Question

Define a new addition and multiplication on Z by$a\oplus b=a+b-1$

and $a⊝b=ab-\left(a+b\right)+2$,

Prove that, with the new operations $\mathrm{\mathbb{Z}}$ is an integral domain.

Short answer

It is proved that $\mathrm{\mathbb{Z}}$ is an integral domain as there are no zero divisors.

Step-by-step solution

Define addition and multiplication

Consider the given equation of addition and multiplication,

$a\oplus b=a+b-1$and $a⊝b=ab-\left(a+b\right)+2$,

Define the addition on$\mathrm{\mathbb{Z}}$ ,

$a\oplus b=a+b-1$and

Defining multiplication on $\mathrm{\mathbb{Z}}$,

$a⊝b=ab-\left(a+b\right)+2$

Prove that addition remains closed

Now, prove that this is a ring.

Then, let’s consider$a,b,c\in \mathrm{\mathbb{Z}}$ .

1. $a\oplus b=a+b-1\in \mathrm{\mathbb{Z}}$, therefore the addition remains closed.

2. As it is known

$\begin{array}{rcl}a\oplus \left(b+c\right)& =& a\oplus \left(b+c-1\right)\\ & =& a+b+c-1-1\\ & =& \left(a+b-1\right)+c-1\\ & =& \left(a\oplus b\right)\oplus c\end{array}$

Thus, the addition in$\mathrm{\mathbb{Z}}$ is associated.

3. Let’s consider that, $a\oplus e=a$

Then, $a+e-1=a\Rightarrow e=1$

Therefore,$e=1$ is an additive identity.

4. As addition is commutative,

$\begin{array}{rcl}a\oplus b& =& a+b-1\\ & =& b+a-1\\ & =& b\oplus a\end{array}$

5. Consider that $a\oplus x=1$. Then,

$a+x-1=1\Rightarrow x=2-a$

Thus the $a\oplus x=1$ has solution in$\mathrm{\mathbb{Z}}$ .

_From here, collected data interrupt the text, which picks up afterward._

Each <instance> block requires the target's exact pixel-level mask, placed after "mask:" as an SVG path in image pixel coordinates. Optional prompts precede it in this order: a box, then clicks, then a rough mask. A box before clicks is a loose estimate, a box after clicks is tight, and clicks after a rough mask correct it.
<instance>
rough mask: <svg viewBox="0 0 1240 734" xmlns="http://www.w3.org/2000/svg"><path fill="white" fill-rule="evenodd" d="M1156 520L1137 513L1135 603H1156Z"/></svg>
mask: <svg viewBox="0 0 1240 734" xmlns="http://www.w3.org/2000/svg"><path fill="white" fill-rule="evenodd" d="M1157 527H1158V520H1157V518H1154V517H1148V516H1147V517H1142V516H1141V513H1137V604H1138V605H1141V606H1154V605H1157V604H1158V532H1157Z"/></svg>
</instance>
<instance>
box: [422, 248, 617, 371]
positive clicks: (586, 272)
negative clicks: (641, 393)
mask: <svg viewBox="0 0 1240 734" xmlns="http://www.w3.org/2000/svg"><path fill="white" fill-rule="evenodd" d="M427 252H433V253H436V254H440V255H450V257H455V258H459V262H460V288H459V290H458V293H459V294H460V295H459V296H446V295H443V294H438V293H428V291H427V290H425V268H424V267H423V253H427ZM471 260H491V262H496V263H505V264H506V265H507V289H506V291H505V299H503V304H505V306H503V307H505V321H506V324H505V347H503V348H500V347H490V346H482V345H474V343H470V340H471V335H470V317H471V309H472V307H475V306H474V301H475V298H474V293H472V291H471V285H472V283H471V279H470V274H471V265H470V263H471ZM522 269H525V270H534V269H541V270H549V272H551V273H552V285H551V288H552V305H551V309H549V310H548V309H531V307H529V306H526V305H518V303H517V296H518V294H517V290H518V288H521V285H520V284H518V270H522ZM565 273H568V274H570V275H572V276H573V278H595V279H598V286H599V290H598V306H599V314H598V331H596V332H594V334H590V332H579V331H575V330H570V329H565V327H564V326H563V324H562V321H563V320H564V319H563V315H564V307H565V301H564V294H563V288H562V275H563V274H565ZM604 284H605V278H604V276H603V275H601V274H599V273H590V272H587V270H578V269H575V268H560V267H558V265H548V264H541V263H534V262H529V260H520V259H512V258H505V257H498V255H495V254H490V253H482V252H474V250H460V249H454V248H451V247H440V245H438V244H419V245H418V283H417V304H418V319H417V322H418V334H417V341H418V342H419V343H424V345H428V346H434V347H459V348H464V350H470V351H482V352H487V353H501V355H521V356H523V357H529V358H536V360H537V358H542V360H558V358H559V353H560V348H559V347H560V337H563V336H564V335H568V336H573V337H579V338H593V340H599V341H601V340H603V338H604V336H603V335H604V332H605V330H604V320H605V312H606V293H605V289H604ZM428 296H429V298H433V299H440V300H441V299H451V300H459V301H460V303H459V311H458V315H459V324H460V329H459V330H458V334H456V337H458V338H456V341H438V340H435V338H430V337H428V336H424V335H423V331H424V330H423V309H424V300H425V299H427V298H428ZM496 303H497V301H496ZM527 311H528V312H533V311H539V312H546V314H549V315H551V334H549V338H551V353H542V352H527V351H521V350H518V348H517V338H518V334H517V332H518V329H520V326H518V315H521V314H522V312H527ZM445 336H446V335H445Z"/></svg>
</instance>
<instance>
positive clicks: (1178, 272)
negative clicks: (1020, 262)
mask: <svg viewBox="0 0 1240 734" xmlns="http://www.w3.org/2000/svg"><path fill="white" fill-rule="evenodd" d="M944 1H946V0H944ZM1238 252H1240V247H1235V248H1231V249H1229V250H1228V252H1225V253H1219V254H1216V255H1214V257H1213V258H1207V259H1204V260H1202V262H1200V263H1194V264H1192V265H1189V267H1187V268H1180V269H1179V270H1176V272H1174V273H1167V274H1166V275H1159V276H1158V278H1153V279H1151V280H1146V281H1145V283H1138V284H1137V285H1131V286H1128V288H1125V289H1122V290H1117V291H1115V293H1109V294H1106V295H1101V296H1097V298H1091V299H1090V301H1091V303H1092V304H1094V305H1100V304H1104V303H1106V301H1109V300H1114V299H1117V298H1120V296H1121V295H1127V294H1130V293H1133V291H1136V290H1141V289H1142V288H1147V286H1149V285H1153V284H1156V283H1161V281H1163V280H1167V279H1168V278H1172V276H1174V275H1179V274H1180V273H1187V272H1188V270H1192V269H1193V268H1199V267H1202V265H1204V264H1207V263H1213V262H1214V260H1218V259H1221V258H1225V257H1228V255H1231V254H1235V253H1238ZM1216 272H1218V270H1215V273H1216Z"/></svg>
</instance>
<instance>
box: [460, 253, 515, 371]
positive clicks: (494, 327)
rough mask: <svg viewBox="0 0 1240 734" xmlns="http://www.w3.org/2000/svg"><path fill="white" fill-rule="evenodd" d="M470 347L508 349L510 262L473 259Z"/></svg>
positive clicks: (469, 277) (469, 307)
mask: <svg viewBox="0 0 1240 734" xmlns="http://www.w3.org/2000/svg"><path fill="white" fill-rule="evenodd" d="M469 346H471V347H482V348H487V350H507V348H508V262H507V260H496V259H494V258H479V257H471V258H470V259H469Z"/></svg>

Prove that multiplication remains closed

6.

The multiplication is defined as,

$a⊝b=ab-\left(a+b\right)+2$

The multiplication remains closed as$\mathrm{\mathbb{Z}}$ remains closed under the condition of addition and multiplication.

7. Check the property of multiplication associated property.

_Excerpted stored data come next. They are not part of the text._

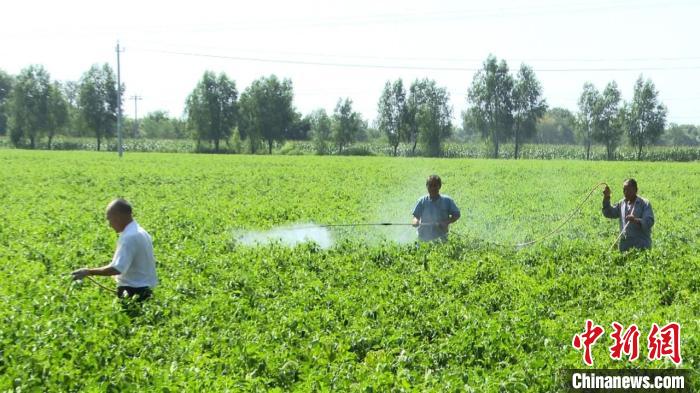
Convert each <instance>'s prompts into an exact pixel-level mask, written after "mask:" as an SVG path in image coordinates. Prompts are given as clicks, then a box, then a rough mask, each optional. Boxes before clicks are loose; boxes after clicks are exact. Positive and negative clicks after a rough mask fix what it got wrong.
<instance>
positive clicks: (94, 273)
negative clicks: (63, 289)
mask: <svg viewBox="0 0 700 393" xmlns="http://www.w3.org/2000/svg"><path fill="white" fill-rule="evenodd" d="M71 274H72V275H73V279H74V280H82V279H83V278H85V277H87V276H115V275H117V274H121V272H120V271H119V270H117V269H115V268H114V267H112V266H110V265H106V266H102V267H94V268H82V269H78V270H75V271H73V273H71Z"/></svg>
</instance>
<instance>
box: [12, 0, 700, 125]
mask: <svg viewBox="0 0 700 393" xmlns="http://www.w3.org/2000/svg"><path fill="white" fill-rule="evenodd" d="M699 11H700V2H697V1H695V0H668V1H660V0H637V1H629V0H609V1H603V0H590V1H553V0H526V1H505V0H500V1H488V2H485V1H483V2H482V1H432V2H420V1H376V0H375V1H366V0H357V1H353V2H347V1H343V2H340V1H307V0H300V1H294V2H281V1H280V2H275V1H257V2H250V1H245V2H243V1H232V2H215V1H208V0H204V1H198V2H187V3H186V4H179V3H175V2H166V1H160V0H151V1H147V2H145V1H123V2H110V3H107V2H95V1H92V2H90V1H64V2H48V1H38V2H19V1H14V2H12V3H10V4H4V5H3V23H2V24H0V48H2V55H1V57H0V69H3V70H5V71H7V72H10V73H13V74H16V73H18V72H19V71H20V70H21V69H22V68H23V67H26V66H27V65H29V64H43V65H44V66H45V67H46V68H47V69H48V71H49V72H50V73H51V76H52V78H54V79H58V80H77V79H79V78H80V75H81V74H82V73H83V72H85V71H86V70H87V69H88V68H89V67H90V65H92V64H94V63H104V62H108V63H110V64H112V65H113V66H115V67H116V54H115V50H114V47H115V45H116V42H117V41H119V42H120V43H121V45H122V46H123V47H124V49H125V51H124V53H122V63H121V64H122V67H121V68H122V69H121V71H122V79H123V82H124V83H125V84H126V87H127V90H126V91H125V95H124V97H125V103H124V113H125V115H127V116H133V112H134V103H133V101H131V100H129V97H131V96H133V95H139V96H141V97H143V99H142V100H141V101H139V102H138V105H139V109H138V111H139V114H140V115H141V114H144V113H147V112H150V111H153V110H157V109H163V110H166V111H168V112H169V113H170V114H171V115H175V116H180V115H181V114H182V110H183V106H184V101H185V98H186V96H187V94H189V92H190V91H191V90H192V89H193V88H194V86H195V84H196V82H197V80H198V79H199V78H201V76H202V74H203V73H204V71H205V70H212V71H216V72H225V73H226V74H228V75H229V77H231V78H232V79H234V80H235V81H236V84H237V87H238V89H239V91H243V89H245V87H247V86H248V85H249V84H250V83H251V82H252V81H253V80H254V79H257V78H259V77H261V76H264V75H269V74H272V73H274V74H276V75H278V76H279V77H288V78H291V79H292V81H293V82H294V87H295V105H296V106H297V108H298V109H299V110H300V111H301V112H302V113H308V112H310V111H312V110H314V109H317V108H324V109H326V110H327V111H329V112H330V111H332V110H333V107H334V106H335V103H336V102H337V100H338V98H340V97H350V98H351V99H352V100H353V101H354V107H355V109H356V110H358V111H360V112H361V113H362V114H363V115H364V116H365V117H366V118H367V119H369V120H370V121H372V120H373V119H374V118H375V116H376V107H377V99H378V97H379V95H380V92H381V89H382V87H383V85H384V83H385V82H386V81H387V80H389V79H391V80H394V79H397V78H403V79H404V81H405V82H408V83H410V81H412V80H414V79H416V78H424V77H427V78H431V79H435V80H436V81H437V82H438V84H439V85H441V86H444V87H446V88H447V89H448V91H449V92H450V95H451V102H452V106H453V108H454V113H455V115H456V117H457V116H458V115H459V113H460V112H461V111H462V110H464V109H465V108H466V106H467V103H466V93H467V89H468V88H469V86H470V84H471V81H472V78H473V74H474V70H476V69H478V68H479V67H480V66H481V63H482V62H483V60H484V59H485V58H486V57H487V56H488V55H489V54H490V53H491V54H494V55H495V56H497V57H498V58H499V59H501V58H503V59H505V60H506V61H507V62H508V64H509V66H510V68H511V70H512V71H513V73H515V71H517V68H518V67H519V66H520V64H521V63H522V62H524V63H526V64H528V65H530V66H532V67H533V68H534V69H535V72H536V74H537V77H538V78H539V80H540V81H541V83H542V85H543V89H544V95H545V98H546V99H547V101H548V103H549V104H550V106H561V107H564V108H568V109H571V110H576V102H577V100H578V96H579V95H580V93H581V89H582V86H583V84H584V83H585V82H587V81H588V82H592V83H594V84H595V85H596V86H597V87H598V88H599V89H601V90H602V89H603V87H604V86H605V84H606V83H607V82H609V81H612V80H615V81H616V82H617V83H618V85H619V87H620V89H621V91H622V94H623V98H624V99H627V100H629V99H631V96H632V88H633V84H634V82H635V81H636V79H637V78H638V77H639V75H640V74H643V75H644V77H645V78H651V79H652V81H653V82H654V83H655V84H656V87H657V89H658V90H659V91H660V97H661V100H662V102H664V103H665V104H666V105H667V106H668V108H669V121H672V122H676V123H694V124H700V111H699V110H698V107H699V106H700V45H698V44H697V41H698V39H699V38H700V33H698V30H697V23H698V16H700V12H699Z"/></svg>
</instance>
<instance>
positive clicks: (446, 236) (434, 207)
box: [413, 175, 460, 242]
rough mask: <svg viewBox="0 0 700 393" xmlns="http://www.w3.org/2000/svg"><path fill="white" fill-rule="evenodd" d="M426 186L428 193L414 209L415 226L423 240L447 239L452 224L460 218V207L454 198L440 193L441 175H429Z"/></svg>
mask: <svg viewBox="0 0 700 393" xmlns="http://www.w3.org/2000/svg"><path fill="white" fill-rule="evenodd" d="M425 186H426V188H427V189H428V195H426V196H424V197H422V198H421V199H419V200H418V203H416V207H415V208H414V209H413V226H414V227H416V228H418V237H419V238H420V240H422V241H426V242H427V241H433V240H447V233H448V232H449V226H450V224H452V223H453V222H455V221H457V220H459V215H460V214H459V208H457V205H456V204H455V202H454V201H453V200H452V198H450V197H449V196H447V195H440V187H442V180H440V176H437V175H431V176H429V177H428V180H427V181H426V182H425Z"/></svg>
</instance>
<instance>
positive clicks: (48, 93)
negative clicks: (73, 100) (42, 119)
mask: <svg viewBox="0 0 700 393" xmlns="http://www.w3.org/2000/svg"><path fill="white" fill-rule="evenodd" d="M47 99H48V103H47V104H48V105H47V118H46V135H47V137H48V139H49V149H51V144H52V142H53V138H54V136H55V135H56V134H57V133H64V132H65V130H66V126H67V125H68V124H69V123H70V118H69V116H70V115H69V112H68V101H67V100H66V98H65V97H64V96H63V91H62V90H61V84H60V83H58V82H54V83H52V84H51V85H50V86H49V92H48V97H47Z"/></svg>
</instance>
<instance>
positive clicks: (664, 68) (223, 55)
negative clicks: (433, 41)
mask: <svg viewBox="0 0 700 393" xmlns="http://www.w3.org/2000/svg"><path fill="white" fill-rule="evenodd" d="M140 50H142V51H145V52H152V53H162V54H168V55H177V56H190V57H205V58H214V59H222V60H236V61H253V62H260V63H274V64H295V65H314V66H324V67H345V68H368V69H370V68H375V69H404V70H420V71H455V72H477V71H479V70H481V68H480V67H440V66H413V65H405V64H403V65H388V64H368V63H341V62H324V61H309V60H288V59H272V58H264V57H247V56H227V55H216V54H209V53H197V52H183V51H169V50H154V49H140ZM534 70H535V71H537V72H624V71H637V72H641V71H681V70H700V65H693V66H655V67H598V68H584V67H579V68H573V67H572V68H535V69H534Z"/></svg>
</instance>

localid="1653747322008" $\begin{array}{rcl}a⊝\left(b⊝c\right)& =& a\ominus \left(bc-\left(b+c\right)+2\right)\\ & =& a\left(bc-\left(b+c\right)+2\right)-\left(a+\left(bc-\left(b+c\right)+2\right)\right)+2\\ & =& abc-ac-bc+2c-\left(ab-\left(a+b\right)+2+c\right)+2\\ & =& \left(ab-\left(a+b\right)+2\right)c-\left(\left(ab-\left(a+b\right)+2\right)+c\right)+2\\ & =& \left(a\ominus b\right)c-\left(a\ominus b+c\right)+2\\ & =& \left(a\ominus b\right)\ominus c\end{array}$

Thus the multiplication is associated.

8. Check if the multiplication is commutative or not.

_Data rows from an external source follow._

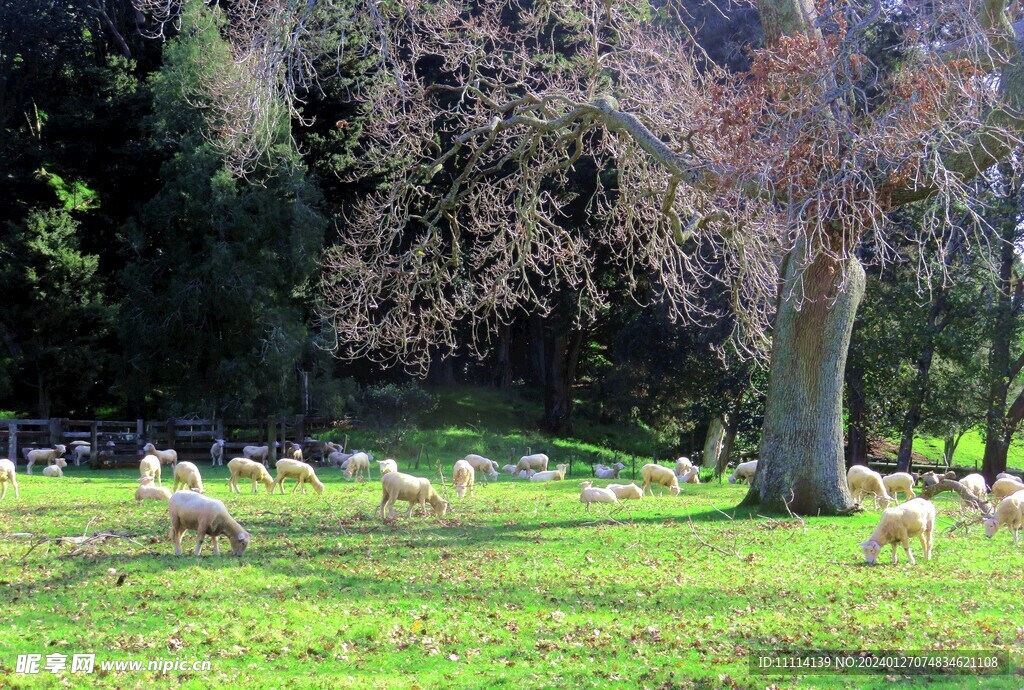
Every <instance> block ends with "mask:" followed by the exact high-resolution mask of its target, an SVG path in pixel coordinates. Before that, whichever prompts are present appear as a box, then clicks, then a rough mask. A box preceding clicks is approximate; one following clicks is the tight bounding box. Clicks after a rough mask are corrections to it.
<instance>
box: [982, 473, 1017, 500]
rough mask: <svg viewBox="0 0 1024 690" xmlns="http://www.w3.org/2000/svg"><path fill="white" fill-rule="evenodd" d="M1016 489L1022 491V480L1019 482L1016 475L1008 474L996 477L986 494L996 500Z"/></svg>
mask: <svg viewBox="0 0 1024 690" xmlns="http://www.w3.org/2000/svg"><path fill="white" fill-rule="evenodd" d="M1017 491H1024V482H1021V480H1020V479H1018V478H1017V477H1014V476H1010V477H1002V478H1001V479H996V480H995V483H994V484H992V490H991V491H989V492H988V495H989V498H990V499H992V501H993V502H998V501H1000V500H1001V499H1006V498H1007V497H1008V495H1013V494H1014V493H1016V492H1017Z"/></svg>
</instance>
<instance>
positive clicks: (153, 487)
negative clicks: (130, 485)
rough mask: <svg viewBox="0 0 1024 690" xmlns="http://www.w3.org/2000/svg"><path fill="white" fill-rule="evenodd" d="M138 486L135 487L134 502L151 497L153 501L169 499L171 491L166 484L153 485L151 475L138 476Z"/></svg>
mask: <svg viewBox="0 0 1024 690" xmlns="http://www.w3.org/2000/svg"><path fill="white" fill-rule="evenodd" d="M138 482H139V486H138V488H136V489H135V502H136V503H138V502H141V501H145V500H146V499H152V500H153V501H170V500H171V491H170V489H169V488H167V487H166V486H154V485H153V477H139V478H138Z"/></svg>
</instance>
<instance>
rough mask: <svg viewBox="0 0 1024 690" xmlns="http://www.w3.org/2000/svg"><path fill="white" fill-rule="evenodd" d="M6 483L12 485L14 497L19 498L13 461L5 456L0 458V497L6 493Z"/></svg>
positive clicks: (6, 493)
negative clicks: (13, 491)
mask: <svg viewBox="0 0 1024 690" xmlns="http://www.w3.org/2000/svg"><path fill="white" fill-rule="evenodd" d="M7 484H10V485H11V486H13V487H14V498H15V499H20V498H22V494H20V493H19V492H18V490H17V476H16V475H15V474H14V463H12V462H10V461H9V460H7V459H6V458H0V499H3V498H4V497H5V495H7Z"/></svg>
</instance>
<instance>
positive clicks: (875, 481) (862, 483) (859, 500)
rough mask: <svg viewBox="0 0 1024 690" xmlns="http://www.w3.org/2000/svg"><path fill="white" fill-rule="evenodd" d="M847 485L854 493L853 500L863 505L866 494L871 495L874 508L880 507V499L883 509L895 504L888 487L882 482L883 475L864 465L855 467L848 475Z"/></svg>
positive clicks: (884, 508) (852, 491)
mask: <svg viewBox="0 0 1024 690" xmlns="http://www.w3.org/2000/svg"><path fill="white" fill-rule="evenodd" d="M846 483H847V484H848V485H849V487H850V492H851V493H853V500H854V501H856V502H857V503H861V502H862V501H863V499H864V494H865V493H870V494H871V498H872V500H873V504H874V507H876V508H878V507H879V499H880V498H881V499H882V504H883V505H882V508H884V509H885V508H888V507H889V504H891V503H893V500H892V497H891V495H889V492H888V491H887V490H886V485H885V483H884V482H883V481H882V475H881V474H879V473H878V472H876V471H874V470H872V469H870V468H867V467H864V466H863V465H854V466H852V467H851V468H850V469H849V470H847V473H846Z"/></svg>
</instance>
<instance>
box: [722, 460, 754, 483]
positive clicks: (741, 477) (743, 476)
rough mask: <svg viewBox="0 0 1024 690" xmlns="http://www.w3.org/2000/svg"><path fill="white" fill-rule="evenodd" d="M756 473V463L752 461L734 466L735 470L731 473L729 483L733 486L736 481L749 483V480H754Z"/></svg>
mask: <svg viewBox="0 0 1024 690" xmlns="http://www.w3.org/2000/svg"><path fill="white" fill-rule="evenodd" d="M757 471H758V461H756V460H752V461H750V462H746V463H740V464H739V465H736V470H735V471H734V472H733V473H732V476H731V477H729V483H730V484H735V483H736V482H737V481H739V482H742V481H745V482H750V480H751V479H753V478H754V475H755V474H757Z"/></svg>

$\begin{array}{rcl}a\ominus \left(b+c\right)& =& a\ominus \left(b+c-1\right)\\ & =& a\left(b+c-1\right)-\left(a+b+c-1\right)+2\\ & =& ab-\left(a+b\right)+2+ac-\left(a+c\right)+2-1\\ & =& \left(a\ominus b\right)+\left(a\ominus c\right)-1\\ & =& \left(a\ominus b\right)+\left(a\ominus c\right)\end{array}$

And

$\begin{array}{rcl}\left(a\oplus b\right)\ominus c& =& \left(a+b-1\right)\ominus c\\ & =& \left(a+b-1\right)c-\left(a+b-1+c\right)+2\\ & =& ac-\left(a+c\right)+2+bc-\left(b+c\right)+2-1\\ & =& a\ominus c+b\ominus c-1\\ & =& a\ominus c+b\ominus c\end{array}$

Finally,

$\begin{array}{rcl}a\ominus b& =& ab-\left(a+b\right)+2\\ & =& ba-\left(b+a\right)+2\\ & =& b\ominus a\end{array}$

Therefore, as shown above, the multiplication is commutative.

Let’s consider

$a\oplus e=a\Rightarrow a+e-1=a\Rightarrow e=1$

As 1 is an additive identity

Assume that

$$\begin{gathered} a\ominus b=1\Rightarrow ab-\left(a+b\right)+2=1 \\ \Rightarrow b\left(a-1\right)=a-1 \end{gathered}$$

When$a\ne 1$, then$b=1$. Also, when$b\ne 1$then$a=1$.

This shows that there are no zero divisors. Hence, it proved that $\mathrm{\mathbb{Z}}$is an integral domain.